- Country: United Kingdom
- Language: English
- Genre: Short story

Publication
- Published in: The Graphic
- Publication type: Magazine
- Publication date: Christmas 1895

= The Devil and the Deep Sea =

"The Devil and the Deep Sea" is a short story by the British writer Rudyard Kipling, first published in 1895 in The Graphics Christmas number. It was collected with other Kipling stories in The Day's Work (1898).

In the story, a cargo-boat involved in illicit pearl fishing is caught by the local authority in the region of present-day Indonesia; the crew eventually manage to escape, due to the expertise of the ship's engineer.

==Summary==
The story describes the final adventure of a "nine-hundred ton, iron, schooner-rigged, screw cargo-boat", that has been used for various missions of doubtful legitimacy, in various parts of the world, with several changes of name. "Fate and her owner, who was also her captain, decreed that she should deal with embarrassed crowned heads, fleeing Presidents, financiers of over-extended ability, women to whom change of air was imperative, and the lesser law-breaking Powers." As the steam-whaler Haliotis, flying a British flag, it is noticed by a gun-boat in the region of present-day Indonesia where whalers are not found, and is pursued.
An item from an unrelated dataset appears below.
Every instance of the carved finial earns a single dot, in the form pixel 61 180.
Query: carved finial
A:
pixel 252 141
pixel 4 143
The gun-boat fires a warning shot, which unintentionally damages the forward engine of the Haliotis. (The damage is described in great detail.) An officer boards the boat and finds pearls that have been poached.

The gun-boat tows the Haliotis to an island harbour. During this time, the ship's engineer Wardrop makes the after engine appear to be irreparably damaged. The Governor of the island consigns the crew to an army taking part in a local war in the interior, where they remain for several months. The Governor tries unsuccessfully to sell the boat, and he removes domestically useful items. The incident of a ship flying a British flag being fired on, becomes a diplomatic affair, and the island Governor is told by his superiors to retrieve the crew. While they are waiting to be sent to the nearest English port, he confines them to the Haliotis.

For more than two weeks, the crew, with ingenuity and hard work, reconstruct the engines, directed by Wardrop. (As with previous episodes involving the ship's engines, this is described with much technical detail.) Eventually they start the engines: they are not working well, and Wardrop says, "She moves, but — but she's breakin' my heart. The sooner we're at Pygang-Watai, the better. She's mad, and we're waking the town." The boat manages to sail slowly to a harbour of a nearby island, which is frequented by gun-boats. Here they sink the vessel, so that a gun-boat later runs into it.

==Commentary==
The story may have been suggested by an actual situation. In the Mariner's Mirror, vol 96 no. 1, February 2010, is an article by Steve Mullins, Associate Professor of History at Central Queensland University, about Australian pearl shelling in the schooner era from the 1880s to 1914. There were diplomatic incidents between Australian pearl-shellers (fishers of mother of pearl) and the authorities of the Dutch East Indies; details such as the use of gun-boats, and a local war on an island, correspond to elements in Kipling's story.